Une autorisation exceptionnelle dans un territoire sous accès restreint
L’entrée de responsables religieux étrangers dans la bande de Gaza reste extrêmement limitée. La venue du patriarche latin de Jérusalem constitue donc un événement inhabituel, révélateur de la situation d’isolement dans laquelle vivent les chrétiens gazaouis. Contrairement aux années passées, ces fidèles ne peuvent plus se rendre librement à Jérusalem ou à Bethléem pour les grandes fêtes religieuses, rompant avec une tradition ancienne et profondément ancrée.
Pour beaucoup, cette impossibilité de se déplacer accentue le sentiment d’enfermement et de marginalisation, y compris sur le plan spirituel. La messe célébrée sur place devient alors un substitut nécessaire, mais aussi un rappel douloureux de ce qui n’est plus accessible.
La seule paroisse catholique comme refuge et lieu de rassemblement
La célébration a eu lieu dans l’église de la Sainte Famille, unique paroisse catholique de Gaza. Depuis le début du conflit, ce lieu est devenu bien plus qu’un espace de prière. Il sert également de refuge à plusieurs familles déplacées par les combats, transformant la paroisse en un abri de fortune face aux bombardements et aux ordres d’évacuation.

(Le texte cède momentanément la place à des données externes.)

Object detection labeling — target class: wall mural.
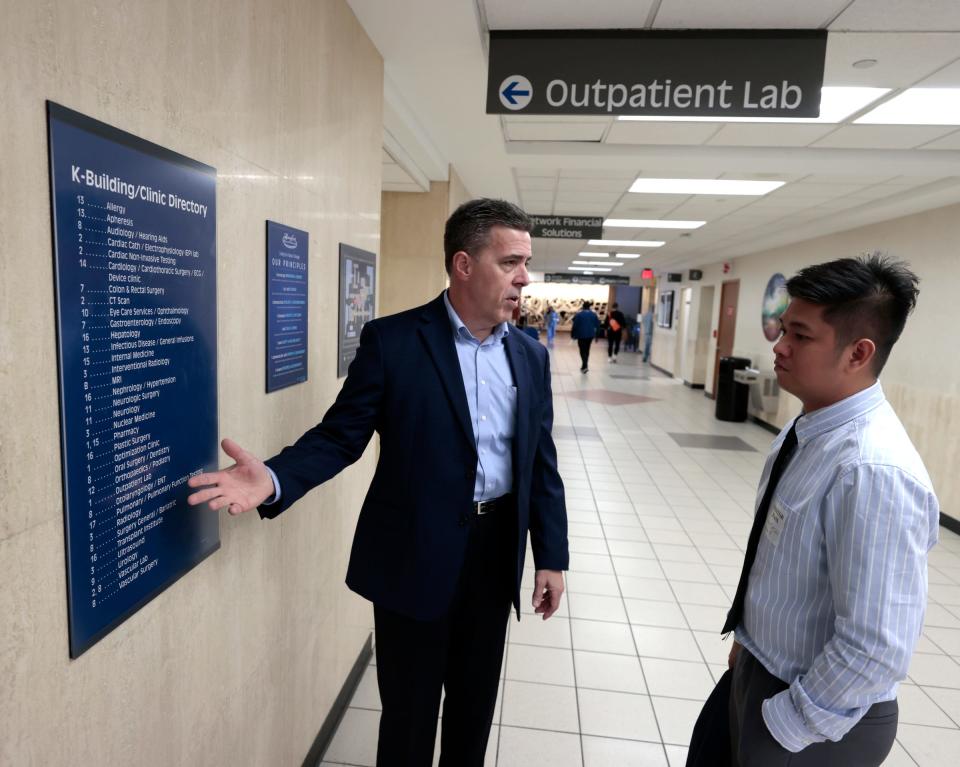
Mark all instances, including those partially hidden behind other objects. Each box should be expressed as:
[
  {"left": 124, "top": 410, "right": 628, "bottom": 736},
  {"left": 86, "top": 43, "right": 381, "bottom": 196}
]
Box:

Les témoignages recueillis sur place, notamment ceux d’enfants, illustrent la brutalité du quotidien. Noël, habituellement associé à la joie et à la fête, est ici vécu dans un contexte de peur, de déplacements forcés et de perte des repères familiaux.
Un message religieux chargé de mémoire et de politique
Lors de sa rencontre avec les fidèles, le cardinal Pizzaballa a insisté sur l’importance de la mémoire et du refus de l’oubli. Ses paroles, sobres mais lourdes de sens, résonnent dans un territoire marqué par la destruction et la souffrance. À Gaza, chaque geste religieux prend une portée symbolique, dépassant le seul cadre de la foi pour toucher aux questions de dignité, de reconnaissance et de résilience.

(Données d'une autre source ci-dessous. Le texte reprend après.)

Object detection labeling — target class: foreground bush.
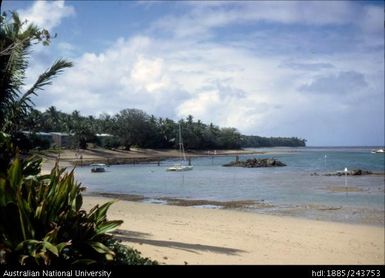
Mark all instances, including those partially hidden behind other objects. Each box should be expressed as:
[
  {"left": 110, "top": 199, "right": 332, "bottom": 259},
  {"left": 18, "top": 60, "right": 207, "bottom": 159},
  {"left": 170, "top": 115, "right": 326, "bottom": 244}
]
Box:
[{"left": 0, "top": 134, "right": 153, "bottom": 266}]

La libération de deux colombes à l’issue de la messe, dans un ciel encore sous tension, illustre cette volonté de porter un message de paix, malgré la fragilité du cessez-le-feu en vigueur.

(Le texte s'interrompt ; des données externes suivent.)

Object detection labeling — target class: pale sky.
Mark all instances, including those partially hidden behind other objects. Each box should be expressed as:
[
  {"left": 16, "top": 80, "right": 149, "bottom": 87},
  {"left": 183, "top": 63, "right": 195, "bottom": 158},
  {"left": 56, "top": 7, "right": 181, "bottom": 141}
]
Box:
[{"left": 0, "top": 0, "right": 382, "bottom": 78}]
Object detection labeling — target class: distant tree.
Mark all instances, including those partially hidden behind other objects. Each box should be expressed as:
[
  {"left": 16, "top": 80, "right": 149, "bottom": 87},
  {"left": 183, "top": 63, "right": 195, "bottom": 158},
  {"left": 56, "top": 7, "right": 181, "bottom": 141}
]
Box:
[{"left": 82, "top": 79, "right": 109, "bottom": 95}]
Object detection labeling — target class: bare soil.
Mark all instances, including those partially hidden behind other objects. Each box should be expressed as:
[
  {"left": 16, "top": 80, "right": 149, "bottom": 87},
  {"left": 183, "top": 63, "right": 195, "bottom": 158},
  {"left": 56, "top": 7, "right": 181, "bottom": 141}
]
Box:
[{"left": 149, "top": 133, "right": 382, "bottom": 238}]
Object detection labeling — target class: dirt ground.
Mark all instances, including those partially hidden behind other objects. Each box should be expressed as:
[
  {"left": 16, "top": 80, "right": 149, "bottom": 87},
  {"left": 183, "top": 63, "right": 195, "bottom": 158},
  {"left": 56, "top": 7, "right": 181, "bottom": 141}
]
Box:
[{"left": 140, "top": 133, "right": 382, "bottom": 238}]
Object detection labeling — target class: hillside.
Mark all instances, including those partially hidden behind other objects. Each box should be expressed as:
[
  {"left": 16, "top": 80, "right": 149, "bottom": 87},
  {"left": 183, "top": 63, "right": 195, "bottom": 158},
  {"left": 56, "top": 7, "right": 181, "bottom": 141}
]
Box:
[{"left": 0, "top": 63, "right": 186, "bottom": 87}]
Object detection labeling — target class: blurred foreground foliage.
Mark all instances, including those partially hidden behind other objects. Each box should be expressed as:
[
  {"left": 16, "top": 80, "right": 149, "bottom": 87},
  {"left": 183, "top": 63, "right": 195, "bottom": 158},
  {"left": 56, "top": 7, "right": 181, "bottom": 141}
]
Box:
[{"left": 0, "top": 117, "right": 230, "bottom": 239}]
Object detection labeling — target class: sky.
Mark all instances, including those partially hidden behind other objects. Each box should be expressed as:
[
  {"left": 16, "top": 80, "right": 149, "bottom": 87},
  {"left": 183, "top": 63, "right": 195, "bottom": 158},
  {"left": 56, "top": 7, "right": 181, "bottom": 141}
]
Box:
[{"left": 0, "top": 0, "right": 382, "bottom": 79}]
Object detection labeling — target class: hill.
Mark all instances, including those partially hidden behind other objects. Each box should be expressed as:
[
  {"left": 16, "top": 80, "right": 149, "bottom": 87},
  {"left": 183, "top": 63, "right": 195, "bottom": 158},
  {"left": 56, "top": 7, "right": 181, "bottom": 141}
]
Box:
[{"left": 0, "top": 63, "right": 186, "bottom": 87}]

Noël à Gaza, entre espoir fragile et réalité persistante
Pour les chrétiens de Gaza, Noël n’efface ni la guerre ni les restrictions, mais il offre un moment de rassemblement et de réconfort collectif. La décoration du sapin, la messe célébrée en avance et la présence du patriarche rappellent que la communauté chrétienne, bien que minoritaire et éprouvée, continue d’exister et de résister.
Dans une enclave où tout déplacement est contrôlé et où l’avenir reste incertain, cette célébration anticipée apparaît comme un acte de foi, mais aussi comme un signal adressé au monde : celui d’une communauté qui refuse de disparaître dans le silence.